Na utopia de Com Amor, Simon, abraçar quem nós somos, revelar nossas verdadeiras identidades para o mundo, nos brinda com aplausos de dezenas de pessoas. O sentimentalismo e a recompensa são exageradas, mas o realismo que vem não surge da ficção ser um retrato da realidade, mas da ficção tratar a ficção com plausibilidade, autenticidade, e acabar sendo catártico pela sua própria natureza ficcional, muito idealista, mas reconfortante. É um mundo diferente, cheio de amigos para estar ao seu lado quando você precisa, com pais que, apesar de errarem devido a uma ignorância, são compreensíveis quando seus filhos necessitam que eles sejam, além de mensageiros anônimos revelarem-se como sendo pessoas sensacionais. É engraçado que o diretor da obra seja Greg Berlanti, cineasta envolvido em diversas séries de televisão adolescentes envolvendo super-heróis, além de roteirista de algumas bobagens, como Lanterna Verde. Dessa vez, o trabalho de direção é surpreendente, cheio de dinamicidade. Não há nada tão jovem quanto esse filme, ao menos que estejamos falando de Bruno de Luca no slackline. Mas nem John Hughes acertou todas, não é mesmo? Gatinhas e Gatões é uma grandiosíssima bobagem, no final das contas.
Sendo assim, podemos estar diante de um novo passo na carreira desse profissional. Comparando, uma diferença notável de Com Amor, Simon para a filmografia de John Hughes é que os adultos, aqui, não são os vilões. O antagonista dessa história é Martin Addison (Logan Miller), um chantagista inescrupuloso, interessado em ter a garota dos seus sonhos custe o que custar. Infelizmente, os roteiristas escorregam feio no que se refere a tal personagem, tendendo a um terceiro ato extremamente previsível no que tange a sua participação – não há muitas surpresas na revelação de quem é o mensageiro anônimo, mas a brincadeira de dedução é, ao menos, instigante. Martin é uma figura moralmente questionável em diversos níveis, mas o filme acaba parecendo que vai desconstruir o lado vilanesco do personagem e mostrar outras características do personagem, que o simpatizariam em relação ao público. A obra indiscutivelmente vai para caminhos mais fáceis, mas o pior é ela tentar dar uma redenção para o personagem de maneira completamente desonesta, como recurso puramente narrativo, sem qualquer ligação emocional com o espectador, que, no final das contas, rejeita Martin como todos os outros.
Um dos maiores problemas do filme, criando uma contradição enorme e problemática na mensagem a ser estabelecida, é a sequência musical, que acontece em um pensamento de Simon.
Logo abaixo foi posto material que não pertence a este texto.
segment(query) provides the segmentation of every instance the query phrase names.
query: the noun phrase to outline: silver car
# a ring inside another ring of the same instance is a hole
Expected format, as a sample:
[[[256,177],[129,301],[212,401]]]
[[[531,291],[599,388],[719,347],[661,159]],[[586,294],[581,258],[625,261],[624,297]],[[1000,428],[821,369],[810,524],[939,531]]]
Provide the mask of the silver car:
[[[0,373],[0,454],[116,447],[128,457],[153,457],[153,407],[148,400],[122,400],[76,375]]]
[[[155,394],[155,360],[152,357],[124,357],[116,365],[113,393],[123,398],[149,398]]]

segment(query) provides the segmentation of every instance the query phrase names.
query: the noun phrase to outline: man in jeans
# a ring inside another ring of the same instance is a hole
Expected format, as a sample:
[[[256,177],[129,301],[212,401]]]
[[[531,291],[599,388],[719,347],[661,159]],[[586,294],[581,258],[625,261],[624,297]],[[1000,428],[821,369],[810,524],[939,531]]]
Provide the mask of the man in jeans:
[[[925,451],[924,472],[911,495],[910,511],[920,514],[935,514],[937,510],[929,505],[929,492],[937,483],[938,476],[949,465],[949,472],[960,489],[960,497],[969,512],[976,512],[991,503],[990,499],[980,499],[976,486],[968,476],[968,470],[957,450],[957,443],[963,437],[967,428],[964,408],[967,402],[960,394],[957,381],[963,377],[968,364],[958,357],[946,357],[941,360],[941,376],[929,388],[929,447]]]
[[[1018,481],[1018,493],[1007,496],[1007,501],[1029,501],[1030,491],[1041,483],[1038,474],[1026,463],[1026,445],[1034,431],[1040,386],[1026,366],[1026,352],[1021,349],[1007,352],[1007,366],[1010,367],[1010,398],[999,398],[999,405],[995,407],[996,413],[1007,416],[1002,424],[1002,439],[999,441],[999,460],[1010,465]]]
O garoto, ao final da excêntrica cantoria, diz que aquela realidade toda seria “gay demais” para ele. De fato, Simon não gostar daquilo é uma quebra de clichês, o que o dá características diferentes das existentes em um senso retrógrado. Mas o estabelecimento do “ser gay demais” é hostil a um mundo sem tais barreiras. A questão é que essa frase estabelece rótulos completamente desnecessários. O musical, cheio de cores e coreografias, não é gay demais para Simon, apenas não faz parte do seu gosto. Sem essa única frase e outros equívocos que nunca são contra-argumentados verdadeiramente, como o “como se vestir como um gay“, talvez trocada por alguma ironia mais refinada, teríamos a destituição de padrões. Com essa única frase, Simon não apenas se estabelece como não tão gay, como se existisse tal coisa de mais gay e menos gay, como contraria o seu filme e o mundo pelo qual o século XXI tende a ser, sem preconceitos em relação as formas de amor e aos modos comportamentais, que não precisam se encaixar dentro de qualquer norma.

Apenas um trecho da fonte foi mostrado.